Criteria for Selecting the Evidence

Preference was given to evidence that met the following criteria: (1) The article was written in the English language, and the article had any of the following attributes: (2) It was a systematic review of the relevant medical literature, or (3) The article reported a controlled trial – randomized or controlled, or (4) The article reports a cohort study, whether prospective or retrospective, or (5) The article reports a case control series involving at least 25 subjects, in which the assessment of outcome was determined by a person or entity independent from the persons or institution that performed the intervention the outcome of which is being assessed.

More information about the selection of evidence is available in the "Methodology Outline" and "Appendix A. ODG Treatment in Workers' Comp. Methodology description using the AGREE instrument" (see "Availability of Companion Documents" field).

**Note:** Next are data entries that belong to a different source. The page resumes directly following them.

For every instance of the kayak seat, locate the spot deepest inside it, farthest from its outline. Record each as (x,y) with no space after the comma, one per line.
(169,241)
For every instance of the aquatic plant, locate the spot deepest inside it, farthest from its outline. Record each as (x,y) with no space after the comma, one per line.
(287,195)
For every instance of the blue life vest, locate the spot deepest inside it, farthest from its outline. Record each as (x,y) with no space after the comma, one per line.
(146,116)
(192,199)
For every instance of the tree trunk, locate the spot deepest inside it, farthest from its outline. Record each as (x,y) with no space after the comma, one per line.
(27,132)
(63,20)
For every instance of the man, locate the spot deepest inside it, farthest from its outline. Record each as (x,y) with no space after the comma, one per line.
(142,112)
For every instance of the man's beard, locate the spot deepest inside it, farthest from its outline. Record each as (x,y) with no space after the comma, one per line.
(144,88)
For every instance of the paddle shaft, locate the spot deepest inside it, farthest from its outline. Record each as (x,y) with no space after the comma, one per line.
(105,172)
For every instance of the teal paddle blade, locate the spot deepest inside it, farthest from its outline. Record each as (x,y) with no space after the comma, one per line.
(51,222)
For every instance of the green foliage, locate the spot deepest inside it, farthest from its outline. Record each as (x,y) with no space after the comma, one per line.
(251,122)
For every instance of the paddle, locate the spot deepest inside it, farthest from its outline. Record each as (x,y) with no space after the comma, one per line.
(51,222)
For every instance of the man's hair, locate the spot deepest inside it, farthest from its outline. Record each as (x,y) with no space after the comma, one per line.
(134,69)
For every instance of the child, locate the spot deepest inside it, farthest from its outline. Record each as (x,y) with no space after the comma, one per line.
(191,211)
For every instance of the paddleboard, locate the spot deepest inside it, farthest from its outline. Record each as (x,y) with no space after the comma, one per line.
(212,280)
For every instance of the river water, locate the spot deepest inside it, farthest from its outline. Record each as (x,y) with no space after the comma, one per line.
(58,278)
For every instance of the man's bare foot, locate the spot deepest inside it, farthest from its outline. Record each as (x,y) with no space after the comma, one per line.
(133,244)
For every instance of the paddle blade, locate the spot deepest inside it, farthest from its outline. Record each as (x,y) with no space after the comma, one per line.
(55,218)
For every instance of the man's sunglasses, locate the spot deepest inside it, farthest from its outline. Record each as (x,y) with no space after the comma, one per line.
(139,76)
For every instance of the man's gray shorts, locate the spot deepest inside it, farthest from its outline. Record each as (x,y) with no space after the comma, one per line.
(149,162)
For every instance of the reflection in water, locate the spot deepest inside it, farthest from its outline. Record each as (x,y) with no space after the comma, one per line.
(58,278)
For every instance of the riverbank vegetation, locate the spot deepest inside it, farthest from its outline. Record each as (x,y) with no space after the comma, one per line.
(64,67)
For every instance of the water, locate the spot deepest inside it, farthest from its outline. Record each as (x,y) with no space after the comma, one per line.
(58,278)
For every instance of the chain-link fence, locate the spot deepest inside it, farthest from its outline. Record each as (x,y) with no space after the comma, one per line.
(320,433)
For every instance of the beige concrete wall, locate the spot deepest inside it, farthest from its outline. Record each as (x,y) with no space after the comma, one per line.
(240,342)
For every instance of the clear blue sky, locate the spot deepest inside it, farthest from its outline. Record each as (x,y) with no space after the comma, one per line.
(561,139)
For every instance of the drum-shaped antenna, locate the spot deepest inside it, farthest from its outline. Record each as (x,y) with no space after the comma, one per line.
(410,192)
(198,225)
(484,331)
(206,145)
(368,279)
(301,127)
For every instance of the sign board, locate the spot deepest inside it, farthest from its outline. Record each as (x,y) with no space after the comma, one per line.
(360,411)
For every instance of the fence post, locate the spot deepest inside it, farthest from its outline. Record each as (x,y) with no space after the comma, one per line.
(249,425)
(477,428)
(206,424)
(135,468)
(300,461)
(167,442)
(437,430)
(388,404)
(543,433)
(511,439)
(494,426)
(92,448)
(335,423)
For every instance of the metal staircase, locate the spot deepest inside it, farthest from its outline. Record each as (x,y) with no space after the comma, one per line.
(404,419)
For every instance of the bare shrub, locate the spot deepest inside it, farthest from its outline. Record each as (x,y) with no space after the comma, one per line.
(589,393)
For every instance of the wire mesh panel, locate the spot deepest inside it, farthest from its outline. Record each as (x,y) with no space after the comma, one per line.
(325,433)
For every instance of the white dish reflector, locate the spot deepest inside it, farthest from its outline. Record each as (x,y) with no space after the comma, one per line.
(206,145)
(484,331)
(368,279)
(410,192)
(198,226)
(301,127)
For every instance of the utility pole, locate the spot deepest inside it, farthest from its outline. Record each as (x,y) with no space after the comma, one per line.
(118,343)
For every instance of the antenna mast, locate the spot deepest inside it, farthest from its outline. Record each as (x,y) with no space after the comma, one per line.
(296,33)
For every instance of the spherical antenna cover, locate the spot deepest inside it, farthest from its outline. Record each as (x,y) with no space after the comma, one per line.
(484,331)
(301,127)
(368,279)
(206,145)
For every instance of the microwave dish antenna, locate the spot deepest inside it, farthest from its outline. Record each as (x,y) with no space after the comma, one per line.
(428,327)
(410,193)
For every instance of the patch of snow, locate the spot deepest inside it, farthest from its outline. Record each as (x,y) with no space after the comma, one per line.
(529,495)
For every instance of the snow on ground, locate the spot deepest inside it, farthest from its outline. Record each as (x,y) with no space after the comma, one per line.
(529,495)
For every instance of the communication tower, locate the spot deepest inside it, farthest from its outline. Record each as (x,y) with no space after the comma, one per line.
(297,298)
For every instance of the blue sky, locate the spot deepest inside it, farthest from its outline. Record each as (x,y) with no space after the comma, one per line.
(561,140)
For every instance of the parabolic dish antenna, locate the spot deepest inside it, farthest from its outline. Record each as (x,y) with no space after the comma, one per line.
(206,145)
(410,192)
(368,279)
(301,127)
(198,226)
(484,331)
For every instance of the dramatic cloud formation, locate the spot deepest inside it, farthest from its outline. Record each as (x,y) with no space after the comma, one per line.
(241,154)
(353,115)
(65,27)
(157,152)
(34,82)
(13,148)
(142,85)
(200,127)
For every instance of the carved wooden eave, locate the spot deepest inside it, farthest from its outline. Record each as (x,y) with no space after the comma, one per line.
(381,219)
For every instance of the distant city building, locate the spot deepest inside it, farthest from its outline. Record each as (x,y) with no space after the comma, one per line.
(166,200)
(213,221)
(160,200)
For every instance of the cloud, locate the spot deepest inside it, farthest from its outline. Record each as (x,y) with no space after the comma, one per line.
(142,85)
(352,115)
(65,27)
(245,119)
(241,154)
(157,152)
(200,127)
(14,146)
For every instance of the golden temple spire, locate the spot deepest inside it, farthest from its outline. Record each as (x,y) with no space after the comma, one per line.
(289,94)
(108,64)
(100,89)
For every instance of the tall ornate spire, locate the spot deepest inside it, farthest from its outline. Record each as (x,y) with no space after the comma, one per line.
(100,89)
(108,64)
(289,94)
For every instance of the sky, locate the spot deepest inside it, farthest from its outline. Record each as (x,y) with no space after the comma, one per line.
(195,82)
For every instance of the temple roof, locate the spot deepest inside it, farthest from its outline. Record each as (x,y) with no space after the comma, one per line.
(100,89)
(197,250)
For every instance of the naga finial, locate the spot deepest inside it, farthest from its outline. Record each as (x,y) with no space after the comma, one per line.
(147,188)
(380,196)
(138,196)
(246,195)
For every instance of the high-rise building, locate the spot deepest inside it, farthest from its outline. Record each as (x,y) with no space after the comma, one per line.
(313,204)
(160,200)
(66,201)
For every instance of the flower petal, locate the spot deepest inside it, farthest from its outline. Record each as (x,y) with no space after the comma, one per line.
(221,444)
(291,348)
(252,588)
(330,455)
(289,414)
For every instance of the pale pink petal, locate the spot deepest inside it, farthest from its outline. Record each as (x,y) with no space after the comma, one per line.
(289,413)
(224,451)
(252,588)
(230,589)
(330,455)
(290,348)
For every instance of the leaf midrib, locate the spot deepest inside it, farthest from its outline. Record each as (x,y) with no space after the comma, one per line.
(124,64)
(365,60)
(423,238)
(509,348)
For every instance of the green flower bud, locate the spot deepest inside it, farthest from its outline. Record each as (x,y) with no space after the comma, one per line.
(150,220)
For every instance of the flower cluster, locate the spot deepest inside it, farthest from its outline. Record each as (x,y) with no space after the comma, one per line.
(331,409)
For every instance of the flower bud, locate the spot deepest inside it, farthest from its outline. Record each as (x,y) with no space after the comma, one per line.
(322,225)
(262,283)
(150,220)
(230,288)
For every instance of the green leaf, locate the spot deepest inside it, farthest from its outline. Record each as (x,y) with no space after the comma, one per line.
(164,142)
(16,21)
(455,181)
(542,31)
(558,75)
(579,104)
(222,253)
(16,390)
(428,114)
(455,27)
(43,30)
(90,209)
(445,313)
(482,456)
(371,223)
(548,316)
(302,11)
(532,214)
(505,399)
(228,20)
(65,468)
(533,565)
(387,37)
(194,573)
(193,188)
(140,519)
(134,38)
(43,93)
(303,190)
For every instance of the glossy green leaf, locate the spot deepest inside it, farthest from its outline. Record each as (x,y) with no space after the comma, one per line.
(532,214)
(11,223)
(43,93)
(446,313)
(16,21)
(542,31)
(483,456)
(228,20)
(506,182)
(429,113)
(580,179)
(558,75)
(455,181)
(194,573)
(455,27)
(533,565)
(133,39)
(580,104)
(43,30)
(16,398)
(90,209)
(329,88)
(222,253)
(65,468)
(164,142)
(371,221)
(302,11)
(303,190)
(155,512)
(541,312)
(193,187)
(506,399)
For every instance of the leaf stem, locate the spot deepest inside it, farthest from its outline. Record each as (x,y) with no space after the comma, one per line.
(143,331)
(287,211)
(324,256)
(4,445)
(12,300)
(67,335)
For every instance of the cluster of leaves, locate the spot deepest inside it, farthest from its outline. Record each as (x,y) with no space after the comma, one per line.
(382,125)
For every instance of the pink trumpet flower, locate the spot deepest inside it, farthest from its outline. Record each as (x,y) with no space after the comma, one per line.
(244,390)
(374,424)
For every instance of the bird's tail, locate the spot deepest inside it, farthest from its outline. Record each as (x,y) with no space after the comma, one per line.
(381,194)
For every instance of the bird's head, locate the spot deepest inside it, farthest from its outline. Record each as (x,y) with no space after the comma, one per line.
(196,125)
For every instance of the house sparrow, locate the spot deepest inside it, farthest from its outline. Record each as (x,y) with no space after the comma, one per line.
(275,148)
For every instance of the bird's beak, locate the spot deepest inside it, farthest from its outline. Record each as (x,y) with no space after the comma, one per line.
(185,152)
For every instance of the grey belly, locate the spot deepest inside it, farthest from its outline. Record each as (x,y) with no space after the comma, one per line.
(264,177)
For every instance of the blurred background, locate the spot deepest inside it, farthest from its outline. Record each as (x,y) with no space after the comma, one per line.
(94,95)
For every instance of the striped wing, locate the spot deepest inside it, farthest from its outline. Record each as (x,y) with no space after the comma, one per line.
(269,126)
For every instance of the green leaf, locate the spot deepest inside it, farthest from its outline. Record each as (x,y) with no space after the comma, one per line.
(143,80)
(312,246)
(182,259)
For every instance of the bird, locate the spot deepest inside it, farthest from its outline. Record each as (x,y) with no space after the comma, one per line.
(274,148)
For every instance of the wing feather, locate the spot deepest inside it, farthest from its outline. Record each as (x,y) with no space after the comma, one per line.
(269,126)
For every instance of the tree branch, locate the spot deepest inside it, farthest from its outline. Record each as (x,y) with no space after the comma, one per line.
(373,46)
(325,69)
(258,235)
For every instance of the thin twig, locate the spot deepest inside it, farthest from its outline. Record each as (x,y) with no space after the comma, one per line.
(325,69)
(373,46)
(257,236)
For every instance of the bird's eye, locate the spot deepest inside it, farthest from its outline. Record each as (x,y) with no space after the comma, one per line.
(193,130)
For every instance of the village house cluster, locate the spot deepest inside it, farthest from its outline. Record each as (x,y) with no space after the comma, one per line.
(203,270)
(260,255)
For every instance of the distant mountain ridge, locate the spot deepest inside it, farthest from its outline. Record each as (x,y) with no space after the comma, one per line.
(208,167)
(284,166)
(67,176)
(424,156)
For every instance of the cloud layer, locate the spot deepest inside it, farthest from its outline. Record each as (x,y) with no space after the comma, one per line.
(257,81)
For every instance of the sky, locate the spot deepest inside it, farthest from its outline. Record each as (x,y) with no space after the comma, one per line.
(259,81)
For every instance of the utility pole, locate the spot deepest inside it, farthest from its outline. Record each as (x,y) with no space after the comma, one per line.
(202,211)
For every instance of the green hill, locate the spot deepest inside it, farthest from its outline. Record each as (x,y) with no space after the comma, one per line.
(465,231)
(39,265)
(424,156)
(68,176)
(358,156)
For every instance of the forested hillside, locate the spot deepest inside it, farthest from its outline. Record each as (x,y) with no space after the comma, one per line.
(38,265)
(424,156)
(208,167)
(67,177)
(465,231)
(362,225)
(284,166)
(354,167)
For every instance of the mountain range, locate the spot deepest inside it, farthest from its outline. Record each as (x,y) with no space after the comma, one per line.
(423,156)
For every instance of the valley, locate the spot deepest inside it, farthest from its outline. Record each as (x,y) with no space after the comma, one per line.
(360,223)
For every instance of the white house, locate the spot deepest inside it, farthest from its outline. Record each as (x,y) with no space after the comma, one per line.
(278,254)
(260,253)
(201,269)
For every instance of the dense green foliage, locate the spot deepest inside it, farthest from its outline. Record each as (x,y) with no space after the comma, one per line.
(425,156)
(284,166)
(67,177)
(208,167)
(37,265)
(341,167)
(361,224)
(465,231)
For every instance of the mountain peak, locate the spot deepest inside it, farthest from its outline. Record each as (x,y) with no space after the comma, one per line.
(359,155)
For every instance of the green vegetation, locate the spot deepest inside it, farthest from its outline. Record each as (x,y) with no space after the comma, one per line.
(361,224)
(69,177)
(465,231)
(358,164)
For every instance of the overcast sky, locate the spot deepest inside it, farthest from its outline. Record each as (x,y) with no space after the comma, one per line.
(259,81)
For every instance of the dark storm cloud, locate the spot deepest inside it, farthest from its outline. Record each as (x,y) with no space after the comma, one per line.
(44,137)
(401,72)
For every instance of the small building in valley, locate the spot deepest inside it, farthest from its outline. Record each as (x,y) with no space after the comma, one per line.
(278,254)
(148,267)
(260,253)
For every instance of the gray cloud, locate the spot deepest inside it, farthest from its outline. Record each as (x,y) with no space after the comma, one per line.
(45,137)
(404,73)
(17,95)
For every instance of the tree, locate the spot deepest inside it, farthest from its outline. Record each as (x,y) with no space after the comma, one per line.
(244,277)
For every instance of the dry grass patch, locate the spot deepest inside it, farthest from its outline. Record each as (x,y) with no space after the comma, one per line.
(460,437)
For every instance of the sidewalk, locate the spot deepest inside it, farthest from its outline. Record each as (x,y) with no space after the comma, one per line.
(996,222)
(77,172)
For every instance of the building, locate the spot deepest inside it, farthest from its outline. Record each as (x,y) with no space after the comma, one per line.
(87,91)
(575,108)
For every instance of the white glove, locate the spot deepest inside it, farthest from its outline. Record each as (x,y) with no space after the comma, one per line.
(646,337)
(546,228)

Number of Source Documents

Not stated

Methods Used to Assess the Quality and Strength of the Evidence
Weighting According to a Rating Scheme (Scheme Given)
Rating Scheme for the Strength of the Evidence

Ranking by Type of Evidence

  1. Systematic Review/Meta-Analysis
  2. Controlled Trial - Randomized (RCT) or Controlled
  3. Cohort Study-Prospective or Retrospective
  4. Case Control Series
  5. Unstructured Review
  6. Nationally Recognized Treatment Guideline (from www.guideline.gov External Web Site Policy)
  7. State Treatment Guideline
  8. Other Treatment Guideline
  9. Textbook
  10. Conference Proceedings/Presentation Slides

Ranking by Quality within Type of Evidence

  1. High Quality
  2. Medium Quality
  3. Low Quality
Methods Used to Analyze the Evidence
Review of Published Meta-Analyses
Systematic Review
Description of the Methods Used to Analyze the Evidence

The Work Loss Data Institute (WLDI) reviewed each article that was relevant to answering the question at issue, with priority given to those that met the following criteria: (1) The article was written in the English language, and the article had any of the following attributes: (2) It was a systematic review of the relevant medical literature, or (3) The article reported a controlled trial – randomized or controlled, or (4) The article reported a cohort study, whether prospective or retrospective, or (5) The article reported a case control series involving at least 25 subjects, in which the assessment of outcome was determined by a person or entity independent from the persons or institution that performed the intervention the outcome of which is being assessed.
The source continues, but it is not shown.